La cohérence à soi, c’est un engagement de fidélité que l’on se fait à nous-même, qui favorise l’alignement de tout notre être entre ce que l’on pense, ce que l’on dit et ce que l’on fait. C’est donc un contrat d’authenticité à 360° avec soi et les autres. Le philosophe Michel TERESTCHENCKO, dans son ouvrage Un si fragile vernis d’humanité, écrit à ce sujet : « ne pas renier ses premiers engagements, sans quoi comment notre âme et notre cœur pourraient-il ne pas être dévorés d’amertume et de ressentiment« . Car, en effet, accepter de faire des concessions à ses principes fondamentaux, mettre un coup de cutter à sa chaîne de valeurs, plonge sans nul doute dans une culpabilité certaine à moyen et long terme. Apparaît une dissonance cognitive entre notre for intérieur et nos agissements.
Bien se connaître est déterminant pour rester en contact avec sa cohérence intérieure
Sénèque disait : il n’y a pas de vent favorable pour celui qui ne connaît pas son port. Comment savoir où aller et comment si nous ne savons effectivement pas d’où l’on vient et ce qui fait sens pour nous. Nous l’avons vu La psychologie positive peut nous aider à trouver ce qui nous motive dans la vie grâce à la découverte de nos forces de caractères dominantes. C’est un fil rouge qui nous permet de comprendre les discordances que l’on peut rencontrer parfois et qui se traduisent pas un mal-être pas toujours explicable. Par exemple, si vos valeurs fondamentales sont la créativité, la curiosité, l’ouverture d’esprit, et que vous occupez un poste assez rébarbatif requérant des tâches répétitives et peu enclines au développement de votre originalité, il y a fort à parier que vous ressentirez une incohérence, souvent d’abord dans le corps, puis dans la tête, quand il vous sera demandé de faire des choses dénuées de sens pour vous.

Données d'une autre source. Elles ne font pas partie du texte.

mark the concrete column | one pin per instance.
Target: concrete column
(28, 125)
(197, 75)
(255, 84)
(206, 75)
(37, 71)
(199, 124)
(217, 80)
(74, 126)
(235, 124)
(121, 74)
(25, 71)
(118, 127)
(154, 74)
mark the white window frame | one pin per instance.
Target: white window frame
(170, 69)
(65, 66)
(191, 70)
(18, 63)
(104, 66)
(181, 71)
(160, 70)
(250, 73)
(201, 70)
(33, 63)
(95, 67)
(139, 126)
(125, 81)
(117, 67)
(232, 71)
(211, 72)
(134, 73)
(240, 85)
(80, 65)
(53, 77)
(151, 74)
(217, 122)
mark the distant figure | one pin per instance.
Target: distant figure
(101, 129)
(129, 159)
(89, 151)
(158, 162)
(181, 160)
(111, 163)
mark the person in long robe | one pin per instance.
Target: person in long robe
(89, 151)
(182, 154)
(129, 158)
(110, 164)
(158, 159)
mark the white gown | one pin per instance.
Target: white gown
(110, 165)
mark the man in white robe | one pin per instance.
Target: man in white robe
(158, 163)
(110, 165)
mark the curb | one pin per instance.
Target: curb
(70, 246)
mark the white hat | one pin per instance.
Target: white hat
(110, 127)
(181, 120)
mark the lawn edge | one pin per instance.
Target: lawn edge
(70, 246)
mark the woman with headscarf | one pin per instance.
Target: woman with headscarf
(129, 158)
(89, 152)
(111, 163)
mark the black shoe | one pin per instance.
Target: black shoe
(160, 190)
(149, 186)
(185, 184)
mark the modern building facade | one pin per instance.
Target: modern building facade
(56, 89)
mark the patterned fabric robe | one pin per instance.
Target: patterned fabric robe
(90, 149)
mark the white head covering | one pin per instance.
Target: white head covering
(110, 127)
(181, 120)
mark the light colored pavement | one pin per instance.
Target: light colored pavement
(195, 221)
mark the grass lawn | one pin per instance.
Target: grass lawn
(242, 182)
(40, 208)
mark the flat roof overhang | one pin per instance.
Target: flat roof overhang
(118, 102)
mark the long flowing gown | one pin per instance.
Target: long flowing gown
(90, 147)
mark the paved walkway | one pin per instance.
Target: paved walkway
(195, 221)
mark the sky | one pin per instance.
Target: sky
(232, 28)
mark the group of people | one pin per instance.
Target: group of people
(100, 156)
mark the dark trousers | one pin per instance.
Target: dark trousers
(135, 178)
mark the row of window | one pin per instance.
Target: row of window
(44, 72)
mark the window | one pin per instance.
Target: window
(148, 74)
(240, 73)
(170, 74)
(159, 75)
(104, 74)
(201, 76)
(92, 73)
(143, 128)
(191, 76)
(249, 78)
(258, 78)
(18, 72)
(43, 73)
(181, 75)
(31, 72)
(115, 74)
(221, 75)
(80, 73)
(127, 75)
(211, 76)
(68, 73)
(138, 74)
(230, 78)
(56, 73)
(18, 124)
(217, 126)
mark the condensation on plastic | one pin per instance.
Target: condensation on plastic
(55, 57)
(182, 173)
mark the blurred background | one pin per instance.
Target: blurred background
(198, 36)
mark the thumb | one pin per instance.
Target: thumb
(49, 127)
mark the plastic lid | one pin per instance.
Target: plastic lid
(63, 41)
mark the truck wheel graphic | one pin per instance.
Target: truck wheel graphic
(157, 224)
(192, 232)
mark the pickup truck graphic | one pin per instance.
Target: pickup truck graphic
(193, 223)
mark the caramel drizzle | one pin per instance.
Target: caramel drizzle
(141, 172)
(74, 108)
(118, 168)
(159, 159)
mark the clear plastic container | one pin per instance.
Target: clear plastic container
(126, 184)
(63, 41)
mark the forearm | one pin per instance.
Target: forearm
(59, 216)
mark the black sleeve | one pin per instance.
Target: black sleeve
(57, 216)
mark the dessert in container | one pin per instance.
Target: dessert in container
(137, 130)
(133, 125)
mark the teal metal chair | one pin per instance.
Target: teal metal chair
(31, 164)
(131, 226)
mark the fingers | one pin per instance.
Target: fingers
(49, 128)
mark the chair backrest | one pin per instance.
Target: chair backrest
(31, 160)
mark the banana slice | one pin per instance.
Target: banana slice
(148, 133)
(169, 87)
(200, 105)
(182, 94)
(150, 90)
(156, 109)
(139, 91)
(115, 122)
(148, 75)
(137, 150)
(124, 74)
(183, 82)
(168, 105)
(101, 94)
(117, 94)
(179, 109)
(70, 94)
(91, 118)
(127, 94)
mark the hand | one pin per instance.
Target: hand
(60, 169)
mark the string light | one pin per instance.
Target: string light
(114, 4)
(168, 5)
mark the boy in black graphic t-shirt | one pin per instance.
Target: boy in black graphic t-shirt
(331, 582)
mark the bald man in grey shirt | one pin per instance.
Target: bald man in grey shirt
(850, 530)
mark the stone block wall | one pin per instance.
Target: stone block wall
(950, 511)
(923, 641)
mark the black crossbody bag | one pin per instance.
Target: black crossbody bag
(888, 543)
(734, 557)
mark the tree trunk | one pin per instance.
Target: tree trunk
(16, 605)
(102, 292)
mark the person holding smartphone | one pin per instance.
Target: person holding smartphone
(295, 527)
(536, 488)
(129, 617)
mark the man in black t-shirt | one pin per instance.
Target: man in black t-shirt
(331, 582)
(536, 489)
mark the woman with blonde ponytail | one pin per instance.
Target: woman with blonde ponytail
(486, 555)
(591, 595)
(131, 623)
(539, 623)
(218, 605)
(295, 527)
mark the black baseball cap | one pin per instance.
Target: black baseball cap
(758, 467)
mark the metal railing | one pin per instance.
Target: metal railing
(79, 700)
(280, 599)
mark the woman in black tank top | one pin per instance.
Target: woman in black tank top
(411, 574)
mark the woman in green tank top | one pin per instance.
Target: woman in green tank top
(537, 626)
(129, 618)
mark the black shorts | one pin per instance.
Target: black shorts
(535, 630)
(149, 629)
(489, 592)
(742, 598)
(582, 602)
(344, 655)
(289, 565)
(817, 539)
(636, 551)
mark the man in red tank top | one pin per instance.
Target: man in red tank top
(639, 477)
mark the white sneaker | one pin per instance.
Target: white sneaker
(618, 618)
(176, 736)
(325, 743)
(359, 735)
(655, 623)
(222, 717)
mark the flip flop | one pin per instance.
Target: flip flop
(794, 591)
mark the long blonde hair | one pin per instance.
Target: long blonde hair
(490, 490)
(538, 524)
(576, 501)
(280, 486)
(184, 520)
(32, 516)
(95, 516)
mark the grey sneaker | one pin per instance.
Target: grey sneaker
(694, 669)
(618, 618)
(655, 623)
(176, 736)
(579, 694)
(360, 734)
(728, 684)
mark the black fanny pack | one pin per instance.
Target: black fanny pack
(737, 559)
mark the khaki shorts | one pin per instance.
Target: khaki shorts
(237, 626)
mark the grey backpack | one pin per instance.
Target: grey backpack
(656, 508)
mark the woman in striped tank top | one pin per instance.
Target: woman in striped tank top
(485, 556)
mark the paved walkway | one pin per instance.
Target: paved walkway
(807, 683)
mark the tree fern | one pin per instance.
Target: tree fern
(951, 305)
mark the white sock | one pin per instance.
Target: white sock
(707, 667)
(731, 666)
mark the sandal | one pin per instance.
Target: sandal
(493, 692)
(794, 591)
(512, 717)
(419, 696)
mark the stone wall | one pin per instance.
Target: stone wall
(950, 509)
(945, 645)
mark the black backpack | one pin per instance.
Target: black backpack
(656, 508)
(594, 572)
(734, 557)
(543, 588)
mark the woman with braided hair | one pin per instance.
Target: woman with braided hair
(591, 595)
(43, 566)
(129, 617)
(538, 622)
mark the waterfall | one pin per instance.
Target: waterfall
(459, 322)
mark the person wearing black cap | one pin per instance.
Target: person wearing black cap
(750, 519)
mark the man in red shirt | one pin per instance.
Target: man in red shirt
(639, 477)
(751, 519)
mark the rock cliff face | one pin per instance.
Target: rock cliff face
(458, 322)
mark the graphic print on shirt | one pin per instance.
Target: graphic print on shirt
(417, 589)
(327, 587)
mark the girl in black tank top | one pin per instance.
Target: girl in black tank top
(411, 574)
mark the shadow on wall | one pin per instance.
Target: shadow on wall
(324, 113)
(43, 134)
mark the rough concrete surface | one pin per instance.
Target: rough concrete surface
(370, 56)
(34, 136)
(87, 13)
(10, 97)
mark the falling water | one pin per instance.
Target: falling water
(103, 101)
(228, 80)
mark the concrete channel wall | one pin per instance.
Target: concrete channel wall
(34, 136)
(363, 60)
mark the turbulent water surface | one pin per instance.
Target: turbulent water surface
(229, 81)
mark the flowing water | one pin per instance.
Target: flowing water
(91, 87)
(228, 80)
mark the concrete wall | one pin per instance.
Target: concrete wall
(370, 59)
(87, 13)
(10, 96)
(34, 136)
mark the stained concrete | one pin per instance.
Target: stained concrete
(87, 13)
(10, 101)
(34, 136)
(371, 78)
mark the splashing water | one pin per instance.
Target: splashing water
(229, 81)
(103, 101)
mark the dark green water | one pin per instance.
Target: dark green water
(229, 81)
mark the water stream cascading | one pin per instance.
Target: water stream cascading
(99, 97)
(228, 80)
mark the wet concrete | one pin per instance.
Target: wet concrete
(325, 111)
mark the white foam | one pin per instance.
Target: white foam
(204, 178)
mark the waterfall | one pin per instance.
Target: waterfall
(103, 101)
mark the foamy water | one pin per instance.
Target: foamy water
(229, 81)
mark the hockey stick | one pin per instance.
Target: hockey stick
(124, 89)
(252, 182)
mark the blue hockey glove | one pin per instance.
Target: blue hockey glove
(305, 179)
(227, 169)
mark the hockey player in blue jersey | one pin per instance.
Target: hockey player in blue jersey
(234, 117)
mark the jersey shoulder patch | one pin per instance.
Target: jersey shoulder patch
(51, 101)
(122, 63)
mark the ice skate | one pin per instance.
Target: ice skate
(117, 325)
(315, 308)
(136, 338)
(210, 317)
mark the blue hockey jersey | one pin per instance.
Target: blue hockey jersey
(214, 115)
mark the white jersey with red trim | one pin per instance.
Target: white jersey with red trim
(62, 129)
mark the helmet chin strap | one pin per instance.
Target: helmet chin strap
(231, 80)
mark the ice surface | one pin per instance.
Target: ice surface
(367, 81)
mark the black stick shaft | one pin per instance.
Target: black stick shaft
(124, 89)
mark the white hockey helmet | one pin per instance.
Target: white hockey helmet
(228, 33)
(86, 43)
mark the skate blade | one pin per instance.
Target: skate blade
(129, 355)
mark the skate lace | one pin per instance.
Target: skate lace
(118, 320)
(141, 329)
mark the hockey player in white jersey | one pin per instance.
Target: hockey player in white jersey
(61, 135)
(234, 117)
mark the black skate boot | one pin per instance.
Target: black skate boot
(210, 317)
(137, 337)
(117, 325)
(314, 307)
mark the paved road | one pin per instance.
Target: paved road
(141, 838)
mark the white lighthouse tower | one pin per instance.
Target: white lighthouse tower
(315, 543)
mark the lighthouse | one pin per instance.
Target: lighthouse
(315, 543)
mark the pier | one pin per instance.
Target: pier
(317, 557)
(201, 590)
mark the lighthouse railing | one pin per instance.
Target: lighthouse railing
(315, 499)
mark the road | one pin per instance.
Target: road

Comment être sûr d’être fidèle à soi ?
Chacun de nous procède d’un fonctionnement à 3 niveaux qui, alignés, constituent notre cohérence personnelle. Celle-ci est revisitée à chaque décision, à chaque action de notre part, en passant au scanner de nos valeurs.
1er niveau : le fonctionnement « tête » qui est l’étage de la réflexion, de la pensée, de la créativité, de la curiosité
2ème niveau : le fonctionnement « cœur », étage des émotions, des sentiments et de la relation créée avec l’autre
3ème niveau : le fonctionnement « corps », étage de notre énergie corporelle, de notre sens de l’action et de la réaction
Etre authentique, c’est donc bien mettre en résonnance ces 3 niveaux sans que l’un d’eux se trouve oublié ou disqualifié volontairement ou inconsciemment. Je vous donne un exemple :
Vous êtes commercial et il vous est demandé par votre supérieur, dans le cadre de la campagne de vente d’un produit, de faire signer un contrat à un couple de personnes âgées alors même que vous ne l’avez pas encore invité à venir vous rencontrer. La mise en action des 3 niveaux pourrait être la suivante selon que l’authenticité de vos décisions est convoquée ou non :
– je dois respecter les consignes qui me sont données d’autant que nous sommes en campagne et qu’il en va de ma future promotion que j’attends depuis 2 ans
– c’est vrai que je ne connais pas encore ce couple mais ce n’est qu’une question de temps et, si je ne fais pas tout à fait les choses dans l’ordre, il n’y a pas mort d’homme
– je vais devoir juste leur expliquer oralement quand je les verrai, et même me justifier, d’avoir souscrit un contrat à leur insu, mais il leur est favorable et c’est pour leur bien
Le souci de ce comportement est que l’incohérence sera rapidement palpable notamment au 3ème niveau, celui du corps, car, le jour J, il sera compliqué de conserver cet alignement supposé en face-à-face avec le couple. Des symptômes physiques apparaîtront (sueurs, mains moites ou qui tremblent) et l’énergie ne sera pas au rendez-vous. S’agissant des émotions, il y aura très certainement une culpabilité naissante avant, lors et/ou pendant l’entretien. Cette émotion et ces symptômes peuvent parfaitement être ignorés et l’événement se déroulera sans encombres. Tout est une question de vérité que l’on se dit à soi et celle que l’on dédie aux autres.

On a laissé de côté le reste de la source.